August 15 – The Assumption of the Blessed Virgin Mary

My Dear Parishioners:

The Assumption of Mary is, according to the beliefs of the Catholic Church, Eastern Orthodox Churches, Oriental Orthodoxy, Church of the East, and some Lutheran and Anglo-Catholic Churches, among others, the bodily taking up of Mary, the mother of Jesus, into Heaven at the end of her earthly life. The analogous feast in the Eastern Churches is known as the Dormition of the Theotokos. In Lutheranism and Anglicanism, the feast is celebrated in honor of St. Mary, Mother of our Lord.

In the churches that observe it, the Assumption is a major feast day, commonly celebrated on August 15. In many countries, the feast is also marked as a Holy Day of Obligation in the Catholic Church. The Assumption of the Virgin Mary in art has been a popular subject, especially since the 12th century.

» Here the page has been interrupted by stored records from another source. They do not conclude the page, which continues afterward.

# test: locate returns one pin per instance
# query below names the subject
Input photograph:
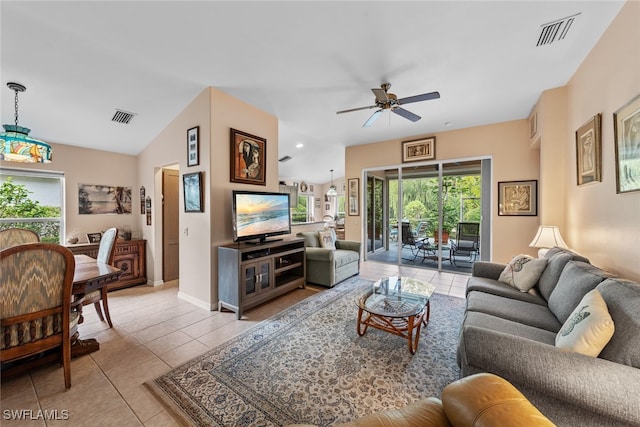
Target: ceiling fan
(389, 101)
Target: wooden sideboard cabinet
(249, 274)
(130, 257)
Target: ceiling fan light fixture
(15, 143)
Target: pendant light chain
(16, 107)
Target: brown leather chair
(17, 236)
(106, 252)
(36, 280)
(480, 400)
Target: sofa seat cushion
(343, 257)
(495, 287)
(487, 321)
(574, 282)
(518, 311)
(623, 302)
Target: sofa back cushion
(577, 278)
(558, 258)
(311, 239)
(623, 301)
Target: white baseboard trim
(197, 302)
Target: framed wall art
(248, 158)
(518, 198)
(193, 194)
(626, 122)
(354, 202)
(588, 150)
(104, 199)
(419, 150)
(193, 146)
(94, 237)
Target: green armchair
(328, 267)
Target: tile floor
(153, 332)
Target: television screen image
(258, 215)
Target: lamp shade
(548, 236)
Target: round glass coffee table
(398, 305)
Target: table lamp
(547, 237)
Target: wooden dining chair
(36, 280)
(17, 236)
(106, 252)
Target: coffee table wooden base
(405, 327)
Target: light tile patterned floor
(153, 332)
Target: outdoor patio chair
(467, 243)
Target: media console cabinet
(250, 274)
(130, 257)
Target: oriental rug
(307, 364)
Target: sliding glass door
(413, 212)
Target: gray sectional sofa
(512, 334)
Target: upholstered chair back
(107, 246)
(17, 236)
(36, 280)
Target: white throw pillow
(589, 327)
(326, 240)
(523, 272)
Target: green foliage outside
(420, 200)
(16, 203)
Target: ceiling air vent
(122, 116)
(556, 30)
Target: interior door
(170, 227)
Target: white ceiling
(299, 60)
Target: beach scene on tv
(261, 214)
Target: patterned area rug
(308, 365)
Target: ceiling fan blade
(381, 95)
(418, 98)
(357, 109)
(372, 119)
(406, 114)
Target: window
(304, 211)
(33, 200)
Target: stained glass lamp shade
(15, 143)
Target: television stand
(249, 275)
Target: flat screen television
(259, 215)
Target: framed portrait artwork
(419, 150)
(518, 198)
(626, 122)
(588, 150)
(354, 202)
(248, 158)
(193, 146)
(94, 237)
(192, 187)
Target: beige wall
(601, 224)
(513, 160)
(84, 166)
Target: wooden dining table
(89, 275)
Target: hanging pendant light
(332, 189)
(15, 143)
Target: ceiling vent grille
(556, 30)
(122, 116)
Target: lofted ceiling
(301, 61)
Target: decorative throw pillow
(589, 328)
(523, 272)
(326, 240)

The Catholic Church teaches as dogma that the Virgin Mary “having completed the course of her earthly life, was assumed body and soul into heavenly glory”. This doctrine was dogmatically defined by Pope Pius XII on 1 November 1950, in the apostolic constitution Munificentissimus Deus by exercising papal infallibility.  While the Catholic Church and Eastern Orthodox Church believe in the Dormition of the Mother of God (Dormition of the Theotokos or “the Falling Asleep of the Mother of God”), whether Mary as the New Eve had a physical death has not been dogmatically defined. In Munificentissimus Deus (item 39) Pope Pius XII pointed to the Book of Genesis (3:15) as scriptural support for the dogma in terms of Mary’s victory over sin and death through her intimate association with “the new Adam” (Christ) as also reflected in 1 Corinthians 15:54: “then shall come to pass the saying that is written, Death is swallowed up in victory”.

The New Testament contains no explicit narrative about the death or dormition, nor of the Assumption of Mary, but several scriptural passages have been theologically interpreted to describe the ultimate fate in this and the afterworld of the Mother of Jesus. Various apocryphal documents do contain narrations of the event.

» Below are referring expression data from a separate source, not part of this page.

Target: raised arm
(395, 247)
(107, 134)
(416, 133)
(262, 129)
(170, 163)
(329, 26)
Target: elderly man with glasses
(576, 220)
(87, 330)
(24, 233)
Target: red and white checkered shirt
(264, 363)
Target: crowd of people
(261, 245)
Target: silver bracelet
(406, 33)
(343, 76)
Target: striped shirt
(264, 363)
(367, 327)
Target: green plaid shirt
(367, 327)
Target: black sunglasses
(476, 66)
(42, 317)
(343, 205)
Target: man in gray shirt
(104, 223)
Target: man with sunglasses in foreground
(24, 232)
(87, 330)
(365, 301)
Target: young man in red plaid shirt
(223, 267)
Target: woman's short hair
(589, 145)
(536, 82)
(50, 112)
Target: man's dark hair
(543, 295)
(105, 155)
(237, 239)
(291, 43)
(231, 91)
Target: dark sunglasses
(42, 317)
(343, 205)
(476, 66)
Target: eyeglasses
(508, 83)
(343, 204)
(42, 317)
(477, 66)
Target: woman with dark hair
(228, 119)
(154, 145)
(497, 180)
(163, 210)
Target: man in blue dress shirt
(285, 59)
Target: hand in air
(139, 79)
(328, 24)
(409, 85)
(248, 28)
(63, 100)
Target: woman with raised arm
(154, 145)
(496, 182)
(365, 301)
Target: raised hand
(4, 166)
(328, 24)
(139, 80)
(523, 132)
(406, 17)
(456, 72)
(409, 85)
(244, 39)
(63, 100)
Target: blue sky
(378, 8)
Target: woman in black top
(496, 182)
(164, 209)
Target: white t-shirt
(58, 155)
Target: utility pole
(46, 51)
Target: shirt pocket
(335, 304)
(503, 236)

However we understand or view this event in the life of Our Mother it is always good for us to examine just how we imagine her to be . . then and now.

Mary. Virgin. Mother of Peace. Mother of God.

Her statues have always radiated sweetness.  She is always young and pink-cheeked and slender.  Her eyes are always clear and beautiful.  Her skin is soft and light.  Her hands small and tender.  A gentle figure with hair cascading down to her waist. 

But the Mary of the Gospels is neither fairy tale princess nor the romanticized “lovely lady dressed in blue.”  The flesh and blood Mary was an altogether human woman.

 – – In the gospel Mary is the pregnant adolescent, unmarried little girl who was painfully misunderstood by the man she loved;  She was an outcast;

 – – In the gospel Mary is the frantic parent searching for her lost child in the big city;

 – – In the gospel Mary is the caring woman who was not afraid to speak her mind or voice her questions;

 – – Mary is the grieving mother who stood by courageously as her son was beaten, abused and ultimately nailed to a cross.

The figure we venerate was a woman with her feet firmly planted on earth.  Mary of Nazareth knew the pain that only a mother could feel; she knew the joy that only a totally selfless and giving person could experience.